Testing of Bevacizumab, Erlotinib, and Atezolizumab for Advanced-Stage Kidney Cancer

Official Title

A Phase 2 Study of Bevacizumab, Erlotinib and Atezolizumab in Subjects With Advanced Hereditary Leiomyomatosis and Renal Cell Cancer (HLRCC) Associated or Sporadic Papillary Renal Cell Cancer

Brief Summary

      This phase II trial studies the effects of bevacizumab, erlotinib, and atezolizumab in
      treating patients with hereditary leiomyomatosis and kidney cancer that has spread to other
      places in the body (advanced). Bevacizumab is a monoclonal antibody that may interfere with
      the ability of tumor cells to grow and spread. Erlotinib may stop the growth of tumor cells
      by blocking some of the enzymes needed for cell growth. Immunotherapy with monoclonal
      antibodies, such as atezolizumab, may help the body's immune system attack the cancer, and
      may interfere with the ability of tumor cells to grow and spread. Giving bevacizumab,
      erlotinib, and atezolizumab may help reduce symptoms and stop the tumor from growing.
    

Detailed Description

      PRIMARY OBJECTIVE:

      I. To assess the complete response (CR) rate according to standard Response Evaluation
      Criteria in Solid Tumors version 1.1 (RECIST 1.1) in patients with 1) advanced renal cell
      cancer (RCC) associated with hereditary leiomyomatosis and renal cell cancer (HLRCC) and 2)
      advanced sporadic/non-HLRCC papillary renal cell cancer treated with a combination of
      bevacizumab, erlotinib, and atezolizumab.

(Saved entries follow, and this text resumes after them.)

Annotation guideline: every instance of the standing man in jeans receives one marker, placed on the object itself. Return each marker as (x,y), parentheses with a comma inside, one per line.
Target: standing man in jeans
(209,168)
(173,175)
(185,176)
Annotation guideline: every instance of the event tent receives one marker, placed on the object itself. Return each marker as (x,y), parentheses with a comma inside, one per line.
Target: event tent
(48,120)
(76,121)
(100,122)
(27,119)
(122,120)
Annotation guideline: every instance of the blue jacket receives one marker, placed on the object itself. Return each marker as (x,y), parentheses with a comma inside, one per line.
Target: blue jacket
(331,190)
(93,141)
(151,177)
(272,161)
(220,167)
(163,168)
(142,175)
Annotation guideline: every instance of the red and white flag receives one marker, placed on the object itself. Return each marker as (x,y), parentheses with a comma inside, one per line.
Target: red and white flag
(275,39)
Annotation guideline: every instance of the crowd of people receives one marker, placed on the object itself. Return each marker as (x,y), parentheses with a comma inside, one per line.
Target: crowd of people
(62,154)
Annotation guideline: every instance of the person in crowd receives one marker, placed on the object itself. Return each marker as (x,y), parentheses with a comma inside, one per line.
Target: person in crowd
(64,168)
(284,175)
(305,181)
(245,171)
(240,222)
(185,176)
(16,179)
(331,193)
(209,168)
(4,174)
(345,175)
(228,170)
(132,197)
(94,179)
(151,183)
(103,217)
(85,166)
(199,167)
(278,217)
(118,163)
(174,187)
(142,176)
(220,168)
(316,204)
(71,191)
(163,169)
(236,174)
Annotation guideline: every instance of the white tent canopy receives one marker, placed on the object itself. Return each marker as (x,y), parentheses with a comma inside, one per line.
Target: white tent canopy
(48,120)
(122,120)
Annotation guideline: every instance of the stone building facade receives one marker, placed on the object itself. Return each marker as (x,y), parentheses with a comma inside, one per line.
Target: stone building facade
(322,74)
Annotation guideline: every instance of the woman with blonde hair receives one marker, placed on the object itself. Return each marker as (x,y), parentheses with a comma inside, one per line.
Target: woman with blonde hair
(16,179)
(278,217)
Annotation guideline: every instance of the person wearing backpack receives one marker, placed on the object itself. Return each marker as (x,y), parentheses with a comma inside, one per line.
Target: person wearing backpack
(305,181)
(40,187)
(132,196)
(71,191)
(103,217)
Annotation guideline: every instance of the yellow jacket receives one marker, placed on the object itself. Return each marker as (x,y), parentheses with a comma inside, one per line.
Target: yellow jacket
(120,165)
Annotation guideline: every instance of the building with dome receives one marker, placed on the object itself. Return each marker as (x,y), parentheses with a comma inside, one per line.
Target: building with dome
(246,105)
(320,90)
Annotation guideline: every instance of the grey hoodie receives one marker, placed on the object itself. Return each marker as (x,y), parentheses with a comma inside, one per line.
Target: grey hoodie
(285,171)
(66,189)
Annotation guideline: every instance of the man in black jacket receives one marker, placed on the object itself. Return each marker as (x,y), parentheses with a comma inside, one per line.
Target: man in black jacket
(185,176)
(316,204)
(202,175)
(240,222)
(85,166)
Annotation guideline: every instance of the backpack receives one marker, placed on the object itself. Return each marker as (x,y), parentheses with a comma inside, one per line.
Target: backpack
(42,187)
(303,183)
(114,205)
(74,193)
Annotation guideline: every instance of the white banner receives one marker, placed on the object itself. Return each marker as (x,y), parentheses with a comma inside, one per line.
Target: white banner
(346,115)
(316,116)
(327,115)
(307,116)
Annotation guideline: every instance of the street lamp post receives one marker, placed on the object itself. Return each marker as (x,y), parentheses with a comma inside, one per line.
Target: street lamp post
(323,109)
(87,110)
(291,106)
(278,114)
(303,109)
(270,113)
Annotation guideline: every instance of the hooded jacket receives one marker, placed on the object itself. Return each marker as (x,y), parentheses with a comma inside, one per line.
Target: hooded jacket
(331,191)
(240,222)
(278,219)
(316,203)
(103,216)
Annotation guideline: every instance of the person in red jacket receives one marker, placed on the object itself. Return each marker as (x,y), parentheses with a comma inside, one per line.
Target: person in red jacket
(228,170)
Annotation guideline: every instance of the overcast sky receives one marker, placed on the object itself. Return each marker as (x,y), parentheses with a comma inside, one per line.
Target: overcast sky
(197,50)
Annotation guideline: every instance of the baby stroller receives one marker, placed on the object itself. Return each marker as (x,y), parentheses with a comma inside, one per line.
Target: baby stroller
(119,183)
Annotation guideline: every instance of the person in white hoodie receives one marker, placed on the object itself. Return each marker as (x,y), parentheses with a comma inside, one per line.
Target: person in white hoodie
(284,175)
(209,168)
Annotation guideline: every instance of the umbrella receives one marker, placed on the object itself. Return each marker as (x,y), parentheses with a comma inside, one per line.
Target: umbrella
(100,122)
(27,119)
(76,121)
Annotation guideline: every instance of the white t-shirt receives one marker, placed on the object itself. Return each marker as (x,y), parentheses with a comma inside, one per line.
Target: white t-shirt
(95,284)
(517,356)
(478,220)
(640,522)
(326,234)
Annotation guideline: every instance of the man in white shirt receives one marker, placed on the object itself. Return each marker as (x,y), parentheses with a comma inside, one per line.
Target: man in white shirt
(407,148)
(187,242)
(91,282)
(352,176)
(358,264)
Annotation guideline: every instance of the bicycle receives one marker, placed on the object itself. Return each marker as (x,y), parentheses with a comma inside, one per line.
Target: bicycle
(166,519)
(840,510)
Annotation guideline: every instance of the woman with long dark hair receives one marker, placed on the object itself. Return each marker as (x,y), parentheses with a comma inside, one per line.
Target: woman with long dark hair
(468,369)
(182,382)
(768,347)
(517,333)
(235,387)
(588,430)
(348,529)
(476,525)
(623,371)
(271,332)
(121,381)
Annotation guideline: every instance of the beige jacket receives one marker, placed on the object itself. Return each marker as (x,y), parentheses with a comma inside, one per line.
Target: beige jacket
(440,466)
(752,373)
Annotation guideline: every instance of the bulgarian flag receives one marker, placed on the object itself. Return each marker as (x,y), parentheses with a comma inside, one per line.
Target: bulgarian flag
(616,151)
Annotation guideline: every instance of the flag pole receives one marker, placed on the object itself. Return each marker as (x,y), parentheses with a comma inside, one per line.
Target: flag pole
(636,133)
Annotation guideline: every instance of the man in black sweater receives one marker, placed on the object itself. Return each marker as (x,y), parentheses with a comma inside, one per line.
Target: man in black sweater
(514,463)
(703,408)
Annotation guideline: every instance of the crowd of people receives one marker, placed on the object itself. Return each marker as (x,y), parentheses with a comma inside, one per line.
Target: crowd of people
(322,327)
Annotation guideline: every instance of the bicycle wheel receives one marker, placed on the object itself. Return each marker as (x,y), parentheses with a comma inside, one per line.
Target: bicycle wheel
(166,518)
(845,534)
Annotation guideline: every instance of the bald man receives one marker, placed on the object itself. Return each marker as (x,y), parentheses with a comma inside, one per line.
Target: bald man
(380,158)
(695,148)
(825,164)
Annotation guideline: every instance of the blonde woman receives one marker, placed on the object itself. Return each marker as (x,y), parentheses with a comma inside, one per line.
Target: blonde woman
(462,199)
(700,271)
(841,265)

      SECONDARY OBJECTIVES::

      I. To determine the safety and tolerability of the combination of bevacizumab, erlotinib, and
      atezolizumab.

      II. To determine the objective response rate (ORR) as complete response (CR) + partial
      response (PR).

      III. To determine disease control rate (DCR) - confirmed response, or stable disease (SD)
      lasting for at least 6 months.

      IV. To assess progression-free survival time (PFS) according to RECIST 1.1. V. To assess
      overall survival (OS). VI. To assess the duration of response. VII. To assess response to
      treatment using immune-modified Response Evaluation Criteria in Solid Tumors (iRECIST).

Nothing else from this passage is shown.